Покорного слугу он и взглядом не удостоил. Выражение Маковской физиономии
свидетельствовало: шефу требуется некто иной, чьим благополучием и
безопасностью Мак весьма озабочен. Наконец беспокойный взор его наткнулся на
стоящую в неглиже хорошенькую женщину. Справедливости ради отмечу, что не
заметить Гейл прямо с порога было чертовски затруднительно.
Губы Мака сжались в узкую сердитую полоску. Мак быстро прошагал к
постели, подхватил брошенный мною халат, поднес Гейл, расправил и заботливо
помог надеть. Гейл просунула руки в рукава, запахнула полы, затянула пояс.
- Миссис Хэндрикс? - осведомился Мак, удостоверившись, что собеседница
вернулась в рамки приличия.
Гейл удивленно посмотрела на Мака, недоумевая, откуда незнакомцу известно
ее имя.
- Да. Меня зовут Гейл Хэндрикс.
- А меня - Макдональд.
Отъявленная и беззастенчивая ложь. Я однажды узнал настоящее имя своего
руководителя - по чистой случайности - и уверяю: оно даже приставкой "Мак"
не начинается. Впрочем, это неважно.
В голосе шефа сквозили неподдельное участие и тревога.

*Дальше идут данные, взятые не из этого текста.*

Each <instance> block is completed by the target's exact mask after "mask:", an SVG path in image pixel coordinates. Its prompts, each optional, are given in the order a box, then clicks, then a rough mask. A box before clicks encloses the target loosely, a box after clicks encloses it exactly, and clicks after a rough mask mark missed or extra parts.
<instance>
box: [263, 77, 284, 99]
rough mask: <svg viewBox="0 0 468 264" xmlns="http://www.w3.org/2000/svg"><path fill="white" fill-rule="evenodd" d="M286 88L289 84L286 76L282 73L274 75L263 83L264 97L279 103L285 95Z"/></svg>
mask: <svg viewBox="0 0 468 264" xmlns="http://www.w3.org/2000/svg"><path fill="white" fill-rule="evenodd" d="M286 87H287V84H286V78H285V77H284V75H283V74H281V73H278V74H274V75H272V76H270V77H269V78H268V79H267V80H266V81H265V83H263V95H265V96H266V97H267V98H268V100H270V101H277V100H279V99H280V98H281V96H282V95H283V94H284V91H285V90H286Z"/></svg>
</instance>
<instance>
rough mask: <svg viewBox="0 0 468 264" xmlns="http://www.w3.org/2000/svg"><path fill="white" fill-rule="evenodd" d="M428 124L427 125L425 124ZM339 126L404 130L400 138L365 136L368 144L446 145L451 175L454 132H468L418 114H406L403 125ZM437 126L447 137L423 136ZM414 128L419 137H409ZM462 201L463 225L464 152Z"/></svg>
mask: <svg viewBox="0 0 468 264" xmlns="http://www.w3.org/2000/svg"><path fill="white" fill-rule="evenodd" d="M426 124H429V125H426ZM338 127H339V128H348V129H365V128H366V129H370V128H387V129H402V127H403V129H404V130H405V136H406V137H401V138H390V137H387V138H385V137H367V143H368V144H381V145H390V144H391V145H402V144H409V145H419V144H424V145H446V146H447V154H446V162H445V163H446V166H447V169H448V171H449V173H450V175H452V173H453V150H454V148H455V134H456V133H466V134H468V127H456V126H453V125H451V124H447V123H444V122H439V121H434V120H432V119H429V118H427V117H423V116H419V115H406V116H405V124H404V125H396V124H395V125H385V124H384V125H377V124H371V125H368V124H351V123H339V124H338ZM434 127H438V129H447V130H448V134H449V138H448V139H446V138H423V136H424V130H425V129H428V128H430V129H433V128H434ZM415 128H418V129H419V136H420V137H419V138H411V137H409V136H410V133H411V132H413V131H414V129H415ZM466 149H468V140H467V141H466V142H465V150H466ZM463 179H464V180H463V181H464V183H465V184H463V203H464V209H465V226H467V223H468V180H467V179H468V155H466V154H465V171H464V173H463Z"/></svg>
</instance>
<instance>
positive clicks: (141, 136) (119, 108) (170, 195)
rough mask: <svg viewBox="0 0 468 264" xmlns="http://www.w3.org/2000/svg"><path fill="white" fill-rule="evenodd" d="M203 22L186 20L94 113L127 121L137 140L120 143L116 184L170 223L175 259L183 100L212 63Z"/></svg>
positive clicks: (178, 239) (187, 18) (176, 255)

- Узнав, как вас увлекли сюда против воли, я немедля заторопился на
помощь - но, увы, кажется, опоздал...
Мак прочистил горло, увидал охладелые останки серебристого платья,
небрежно кинутого мною на спинку стула. Удостоил взглядом - укоризненным -
покорного слугу. Негодующим голосом изрек:
- Мои люди, миссис Хэндрикс, иногда позволяют себе поступки, не
предусмотренные приказами. Весьма сожалею...
Стоя подле двери навытяжку, словно рядовой, которому объявляют
дисциплинарное взыскание, я поедал Мака глазами и не придавал значения ни
одному его слову. Ибо сразу понял, что грядет самая заурядная обработка по
принципу ^добрый следователь и злобный следователь". И гадал, куда именно
пристроили в отсутствие мое потайной микрофон.
Разумеется, Мак подслушивал. Он возник на сцене чересчур уж своевременно.
Совпадения такого рода приключаются только в скучнейших драмах эпохи
классицизма.
Ждал, покуда я не выпотрошу пленницу, а потом поспешил помочь, выручить,
извиниться и рассыпаться в любезностях. За мой счет.